A fleet of refrigerator trucks were brought in just to cool the champagne.
The birthday cake, was said to have been a “work of art”, topped by a 3ft long sugar recreation of the coronation crown of Louis XIV, the French ‘Sun King’.
Khashoggi was, in the telling comparison of one commentator “the Gatsby of his time”.
The downfall was never as complete or as theatrical as Gatsby’s, but soon after that 50th birthday party, Khashoggi started to be hit by the fall in oil prices that prompted the Saudis to cut back on arms buying.
Creditors – the Sultan of Brunei among them - started to circle.
In 1987, Triad America Corporation, his American company which was involved in a $400 million development in Salt Lake City, filed for bankruptcy after it was unable to pay its debts.

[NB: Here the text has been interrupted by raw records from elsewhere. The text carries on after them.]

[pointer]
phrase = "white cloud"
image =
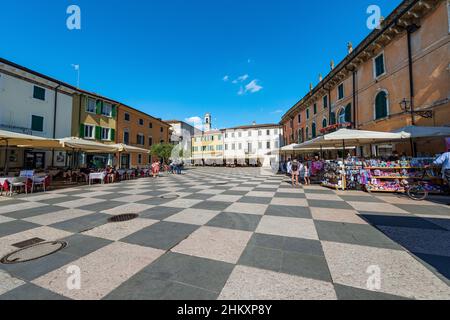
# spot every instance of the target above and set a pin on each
(253, 87)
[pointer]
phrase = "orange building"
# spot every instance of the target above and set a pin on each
(136, 128)
(398, 76)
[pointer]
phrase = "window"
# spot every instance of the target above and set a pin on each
(140, 139)
(378, 65)
(341, 117)
(107, 109)
(325, 102)
(39, 93)
(89, 131)
(91, 106)
(341, 91)
(381, 105)
(106, 134)
(37, 123)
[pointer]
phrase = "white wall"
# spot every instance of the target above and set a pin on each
(17, 106)
(257, 151)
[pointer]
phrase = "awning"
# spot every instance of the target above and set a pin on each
(18, 139)
(425, 132)
(86, 145)
(129, 149)
(353, 137)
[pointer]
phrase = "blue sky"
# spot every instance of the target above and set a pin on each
(170, 58)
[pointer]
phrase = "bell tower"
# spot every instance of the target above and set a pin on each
(207, 122)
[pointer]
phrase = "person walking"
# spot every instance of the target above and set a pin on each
(295, 169)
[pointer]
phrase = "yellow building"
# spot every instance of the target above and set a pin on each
(207, 148)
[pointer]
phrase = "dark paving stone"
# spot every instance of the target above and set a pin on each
(314, 267)
(163, 235)
(28, 213)
(30, 291)
(34, 269)
(329, 204)
(198, 196)
(80, 245)
(360, 199)
(363, 235)
(159, 213)
(102, 206)
(234, 193)
(16, 226)
(263, 258)
(55, 201)
(255, 200)
(212, 205)
(425, 210)
(83, 224)
(351, 293)
(143, 287)
(400, 221)
(202, 273)
(289, 211)
(236, 221)
(290, 195)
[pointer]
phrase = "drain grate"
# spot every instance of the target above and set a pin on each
(170, 196)
(123, 217)
(33, 252)
(28, 243)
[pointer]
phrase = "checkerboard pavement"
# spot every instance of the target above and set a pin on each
(230, 234)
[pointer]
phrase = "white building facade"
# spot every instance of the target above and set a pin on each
(253, 145)
(37, 105)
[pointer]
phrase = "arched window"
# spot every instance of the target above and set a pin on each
(348, 113)
(341, 116)
(333, 118)
(381, 105)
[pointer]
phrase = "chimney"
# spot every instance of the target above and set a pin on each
(349, 47)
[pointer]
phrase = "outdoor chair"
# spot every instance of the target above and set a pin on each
(18, 183)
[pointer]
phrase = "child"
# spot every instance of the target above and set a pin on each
(307, 180)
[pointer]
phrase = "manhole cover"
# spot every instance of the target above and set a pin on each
(170, 196)
(33, 252)
(123, 217)
(28, 243)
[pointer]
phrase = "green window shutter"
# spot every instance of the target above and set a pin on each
(99, 107)
(348, 113)
(114, 111)
(98, 133)
(82, 130)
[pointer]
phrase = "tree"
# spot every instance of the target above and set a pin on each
(162, 151)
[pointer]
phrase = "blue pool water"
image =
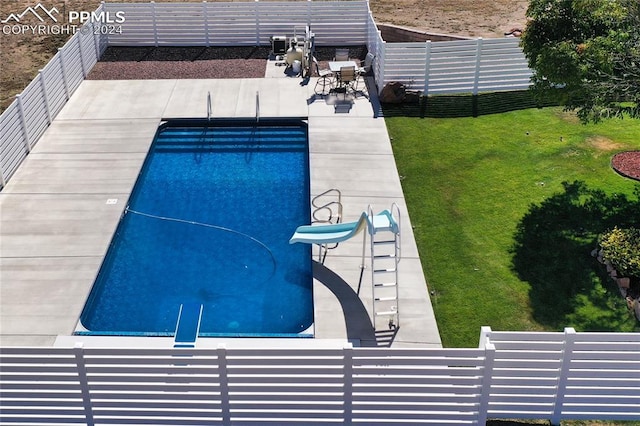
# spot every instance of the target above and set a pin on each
(208, 223)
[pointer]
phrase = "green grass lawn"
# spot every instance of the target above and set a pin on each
(503, 242)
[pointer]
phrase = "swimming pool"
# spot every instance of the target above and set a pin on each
(208, 223)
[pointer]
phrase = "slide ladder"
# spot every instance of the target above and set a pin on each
(385, 242)
(384, 231)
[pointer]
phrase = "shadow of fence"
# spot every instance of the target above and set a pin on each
(465, 105)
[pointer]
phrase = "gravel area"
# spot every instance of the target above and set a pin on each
(148, 63)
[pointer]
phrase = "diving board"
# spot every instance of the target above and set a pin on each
(188, 325)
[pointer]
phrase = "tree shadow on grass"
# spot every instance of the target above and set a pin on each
(552, 249)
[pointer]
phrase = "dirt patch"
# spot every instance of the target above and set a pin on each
(568, 116)
(627, 164)
(21, 56)
(603, 144)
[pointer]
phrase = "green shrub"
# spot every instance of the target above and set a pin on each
(621, 247)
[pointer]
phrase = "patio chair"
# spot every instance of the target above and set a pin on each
(368, 64)
(348, 79)
(341, 55)
(325, 79)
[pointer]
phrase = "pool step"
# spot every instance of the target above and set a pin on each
(188, 325)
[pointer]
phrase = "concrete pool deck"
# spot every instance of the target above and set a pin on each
(60, 209)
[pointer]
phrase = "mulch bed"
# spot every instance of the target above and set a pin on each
(627, 163)
(151, 63)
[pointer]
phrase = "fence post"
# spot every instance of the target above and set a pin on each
(348, 383)
(64, 73)
(487, 375)
(96, 40)
(43, 84)
(485, 335)
(476, 76)
(383, 77)
(84, 70)
(84, 384)
(427, 68)
(224, 384)
(106, 36)
(23, 121)
(206, 23)
(256, 4)
(155, 24)
(567, 353)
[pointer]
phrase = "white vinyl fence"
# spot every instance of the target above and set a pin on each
(513, 375)
(26, 119)
(434, 68)
(461, 66)
(334, 23)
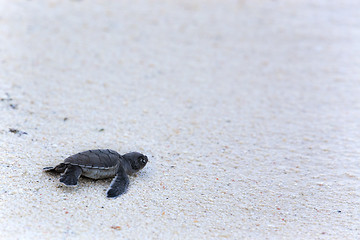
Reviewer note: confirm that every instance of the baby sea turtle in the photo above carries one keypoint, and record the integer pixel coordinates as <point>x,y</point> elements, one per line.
<point>99,164</point>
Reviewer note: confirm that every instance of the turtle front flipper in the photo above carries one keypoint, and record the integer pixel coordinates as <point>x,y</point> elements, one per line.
<point>71,175</point>
<point>119,184</point>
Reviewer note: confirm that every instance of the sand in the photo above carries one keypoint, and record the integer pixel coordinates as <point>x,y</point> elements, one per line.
<point>248,110</point>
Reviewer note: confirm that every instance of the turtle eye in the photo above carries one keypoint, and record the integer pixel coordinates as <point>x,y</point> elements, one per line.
<point>143,160</point>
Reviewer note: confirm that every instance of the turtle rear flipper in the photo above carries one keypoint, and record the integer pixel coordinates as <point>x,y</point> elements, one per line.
<point>71,175</point>
<point>119,184</point>
<point>59,168</point>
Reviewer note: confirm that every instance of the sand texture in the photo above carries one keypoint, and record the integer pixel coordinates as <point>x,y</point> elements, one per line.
<point>248,111</point>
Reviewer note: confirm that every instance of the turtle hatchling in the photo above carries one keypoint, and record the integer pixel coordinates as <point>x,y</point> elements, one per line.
<point>99,164</point>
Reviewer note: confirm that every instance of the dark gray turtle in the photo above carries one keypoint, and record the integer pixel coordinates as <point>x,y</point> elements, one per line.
<point>99,164</point>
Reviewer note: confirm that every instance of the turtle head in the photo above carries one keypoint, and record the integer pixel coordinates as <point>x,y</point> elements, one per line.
<point>136,160</point>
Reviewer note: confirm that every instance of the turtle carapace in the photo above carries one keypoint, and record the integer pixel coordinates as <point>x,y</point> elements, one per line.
<point>98,164</point>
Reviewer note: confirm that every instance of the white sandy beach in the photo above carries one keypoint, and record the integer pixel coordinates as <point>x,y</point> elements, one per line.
<point>248,111</point>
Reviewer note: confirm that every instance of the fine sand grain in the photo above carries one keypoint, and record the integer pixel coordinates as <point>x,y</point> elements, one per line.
<point>248,110</point>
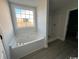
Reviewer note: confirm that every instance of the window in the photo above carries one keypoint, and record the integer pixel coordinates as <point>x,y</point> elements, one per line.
<point>24,18</point>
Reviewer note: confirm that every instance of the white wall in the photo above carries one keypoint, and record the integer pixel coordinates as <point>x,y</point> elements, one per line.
<point>6,25</point>
<point>60,17</point>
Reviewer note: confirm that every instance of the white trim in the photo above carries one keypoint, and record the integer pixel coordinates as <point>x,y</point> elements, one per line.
<point>13,6</point>
<point>66,22</point>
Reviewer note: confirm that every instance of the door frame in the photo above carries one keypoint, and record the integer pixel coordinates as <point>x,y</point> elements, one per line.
<point>66,22</point>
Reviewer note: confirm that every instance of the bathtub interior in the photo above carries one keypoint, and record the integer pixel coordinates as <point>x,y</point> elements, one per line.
<point>27,35</point>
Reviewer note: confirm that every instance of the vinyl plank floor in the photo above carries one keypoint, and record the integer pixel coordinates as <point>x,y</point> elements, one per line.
<point>56,50</point>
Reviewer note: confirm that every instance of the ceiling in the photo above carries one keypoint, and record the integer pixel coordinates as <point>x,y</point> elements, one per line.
<point>57,4</point>
<point>53,4</point>
<point>32,3</point>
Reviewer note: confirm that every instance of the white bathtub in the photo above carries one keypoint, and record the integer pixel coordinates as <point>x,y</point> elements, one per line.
<point>27,48</point>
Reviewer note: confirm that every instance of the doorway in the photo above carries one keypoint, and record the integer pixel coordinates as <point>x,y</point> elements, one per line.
<point>72,28</point>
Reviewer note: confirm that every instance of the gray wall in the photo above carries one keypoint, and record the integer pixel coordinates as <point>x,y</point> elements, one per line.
<point>6,25</point>
<point>60,18</point>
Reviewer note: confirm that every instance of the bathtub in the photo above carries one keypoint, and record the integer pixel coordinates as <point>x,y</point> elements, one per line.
<point>23,49</point>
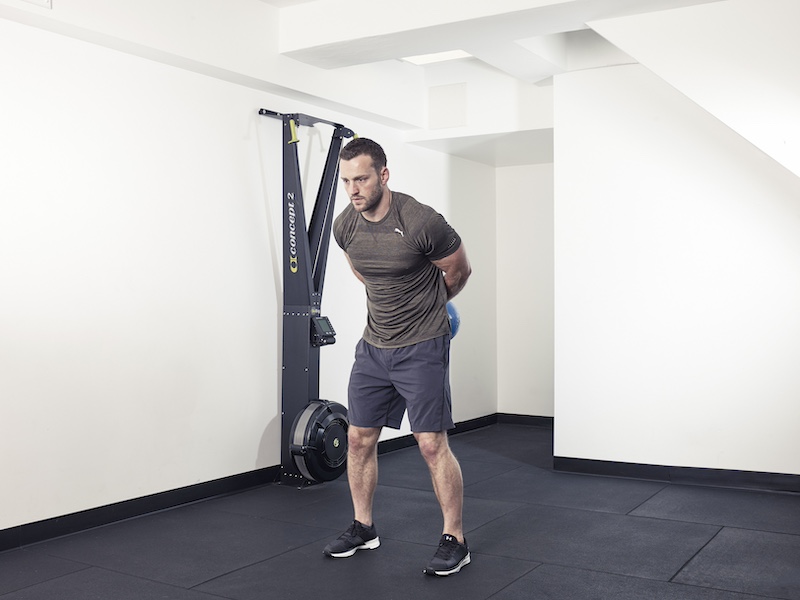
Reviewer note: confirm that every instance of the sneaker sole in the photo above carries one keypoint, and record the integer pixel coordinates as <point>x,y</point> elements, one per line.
<point>369,545</point>
<point>464,562</point>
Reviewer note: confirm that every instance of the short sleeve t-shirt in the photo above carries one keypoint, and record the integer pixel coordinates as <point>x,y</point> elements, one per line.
<point>406,294</point>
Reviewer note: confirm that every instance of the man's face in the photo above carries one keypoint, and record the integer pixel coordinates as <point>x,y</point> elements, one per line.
<point>363,184</point>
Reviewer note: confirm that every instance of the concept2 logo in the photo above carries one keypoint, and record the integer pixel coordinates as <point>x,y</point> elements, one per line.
<point>293,265</point>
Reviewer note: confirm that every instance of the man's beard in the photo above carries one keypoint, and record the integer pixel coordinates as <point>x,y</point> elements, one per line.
<point>373,200</point>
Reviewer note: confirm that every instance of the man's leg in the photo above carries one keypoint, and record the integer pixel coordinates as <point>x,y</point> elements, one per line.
<point>362,469</point>
<point>447,481</point>
<point>362,474</point>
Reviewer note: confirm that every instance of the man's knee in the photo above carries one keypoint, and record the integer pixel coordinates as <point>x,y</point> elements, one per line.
<point>362,441</point>
<point>433,445</point>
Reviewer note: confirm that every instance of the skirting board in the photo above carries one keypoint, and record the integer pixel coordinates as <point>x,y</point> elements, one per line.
<point>23,535</point>
<point>16,537</point>
<point>775,482</point>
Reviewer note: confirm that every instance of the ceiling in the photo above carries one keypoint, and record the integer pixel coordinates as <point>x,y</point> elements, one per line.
<point>529,41</point>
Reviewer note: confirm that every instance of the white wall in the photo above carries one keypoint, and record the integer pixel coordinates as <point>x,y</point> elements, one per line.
<point>525,290</point>
<point>677,252</point>
<point>139,254</point>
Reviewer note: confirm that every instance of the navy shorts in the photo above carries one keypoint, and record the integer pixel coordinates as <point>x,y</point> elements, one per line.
<point>385,382</point>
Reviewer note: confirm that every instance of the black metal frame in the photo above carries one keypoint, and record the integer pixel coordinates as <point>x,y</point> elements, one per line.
<point>305,256</point>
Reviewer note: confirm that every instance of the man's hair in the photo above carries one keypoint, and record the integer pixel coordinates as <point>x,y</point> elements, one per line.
<point>360,146</point>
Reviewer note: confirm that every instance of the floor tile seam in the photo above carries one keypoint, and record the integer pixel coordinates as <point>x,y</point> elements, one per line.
<point>669,582</point>
<point>721,525</point>
<point>643,502</point>
<point>108,570</point>
<point>724,589</point>
<point>278,519</point>
<point>254,563</point>
<point>510,583</point>
<point>695,555</point>
<point>579,509</point>
<point>49,579</point>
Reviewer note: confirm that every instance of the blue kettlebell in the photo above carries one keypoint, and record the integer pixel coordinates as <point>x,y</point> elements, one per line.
<point>455,319</point>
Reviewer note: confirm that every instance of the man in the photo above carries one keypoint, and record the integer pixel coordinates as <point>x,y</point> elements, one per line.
<point>411,263</point>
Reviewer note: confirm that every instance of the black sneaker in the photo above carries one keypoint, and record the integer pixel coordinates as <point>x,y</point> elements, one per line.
<point>449,557</point>
<point>357,537</point>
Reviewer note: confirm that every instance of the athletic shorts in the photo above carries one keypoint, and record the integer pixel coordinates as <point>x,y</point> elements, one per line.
<point>385,382</point>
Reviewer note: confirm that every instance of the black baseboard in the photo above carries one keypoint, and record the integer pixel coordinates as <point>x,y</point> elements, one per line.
<point>774,482</point>
<point>31,533</point>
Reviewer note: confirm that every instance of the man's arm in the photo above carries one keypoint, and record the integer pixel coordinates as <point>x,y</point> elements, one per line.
<point>456,270</point>
<point>356,273</point>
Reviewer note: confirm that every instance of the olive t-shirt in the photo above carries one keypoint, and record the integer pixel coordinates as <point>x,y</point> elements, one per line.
<point>406,295</point>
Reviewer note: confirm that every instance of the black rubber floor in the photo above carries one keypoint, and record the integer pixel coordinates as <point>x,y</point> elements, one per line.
<point>533,533</point>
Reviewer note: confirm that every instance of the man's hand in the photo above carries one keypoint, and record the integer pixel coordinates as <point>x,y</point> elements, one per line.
<point>456,270</point>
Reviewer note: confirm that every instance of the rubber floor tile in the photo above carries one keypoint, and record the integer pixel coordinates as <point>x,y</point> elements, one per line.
<point>22,568</point>
<point>394,571</point>
<point>550,582</point>
<point>183,547</point>
<point>99,584</point>
<point>753,562</point>
<point>537,486</point>
<point>596,541</point>
<point>745,509</point>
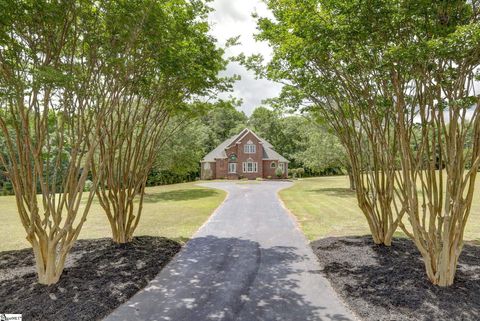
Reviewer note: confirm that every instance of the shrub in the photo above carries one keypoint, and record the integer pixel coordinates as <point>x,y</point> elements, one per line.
<point>300,172</point>
<point>279,172</point>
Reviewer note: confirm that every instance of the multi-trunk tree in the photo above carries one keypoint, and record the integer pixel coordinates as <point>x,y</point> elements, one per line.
<point>312,57</point>
<point>49,121</point>
<point>397,81</point>
<point>163,60</point>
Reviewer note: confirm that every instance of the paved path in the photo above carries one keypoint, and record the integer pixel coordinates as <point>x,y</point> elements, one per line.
<point>248,262</point>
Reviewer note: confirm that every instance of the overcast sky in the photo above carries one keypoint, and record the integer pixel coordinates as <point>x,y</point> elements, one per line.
<point>234,18</point>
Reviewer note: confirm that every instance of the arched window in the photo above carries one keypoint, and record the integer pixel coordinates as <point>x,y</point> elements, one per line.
<point>249,148</point>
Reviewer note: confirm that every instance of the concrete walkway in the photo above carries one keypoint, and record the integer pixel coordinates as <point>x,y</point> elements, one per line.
<point>248,262</point>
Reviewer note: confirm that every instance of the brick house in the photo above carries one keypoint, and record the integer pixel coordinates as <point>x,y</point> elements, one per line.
<point>244,155</point>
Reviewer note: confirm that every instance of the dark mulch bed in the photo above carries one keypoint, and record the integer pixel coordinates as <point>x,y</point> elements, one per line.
<point>98,277</point>
<point>380,283</point>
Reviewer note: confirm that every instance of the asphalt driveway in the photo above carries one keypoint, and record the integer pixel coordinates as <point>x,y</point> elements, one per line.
<point>248,262</point>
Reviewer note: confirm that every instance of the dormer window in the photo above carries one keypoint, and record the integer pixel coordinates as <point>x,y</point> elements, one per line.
<point>249,148</point>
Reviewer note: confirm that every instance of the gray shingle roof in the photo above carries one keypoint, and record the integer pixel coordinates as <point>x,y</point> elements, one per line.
<point>219,152</point>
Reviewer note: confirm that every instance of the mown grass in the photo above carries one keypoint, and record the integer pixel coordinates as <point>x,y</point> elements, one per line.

Khashoggi’s gambling, it was said, was making things worse. There were unproven rumours of him taking money from his businesses to pay for his losses at the gaming tables, and failing to pay bills, or his servants.
In 1998 he suffered the embarrassment of having the High Court hear claims that his cheques, written to the value of £3.2 million, had bounced when he tried to settle losses incurred at the roulette wheel of the Ritz Casino in London.
He eventually agreed an out-of-court settlement with the casino, but not before the court had heard how he had made repeated promises to pay back the money, while claiming that he was having financial difficulties.
The private jets eventually went, Khashoggi having to slum it on commercial airlines. Mr Kill the bodyguard was also told his services were no longer affordable.
It seems the creditors chased him for the rest of his life.
And yet it also seems that Khashoggi avoided anything as ignominious as personal bankruptcy.
He just lived the quiet life in Monaco – while getting invitations to some of the glitziest parties going in that part of the world: in 2005 the guestlist for one Cannes Film Festival party included Sharon Stone, Jessica Alba, Penelope Cruz and Adnan Khashoggi.
At the 2007 festival, he was partying at the Hôtel du Cap-Eden-Roc, stopover of choice for Hollywood stars since 1946.
For an arms dealer and “whoremonger” extraordinaire, it probably wasn’t too bad a life.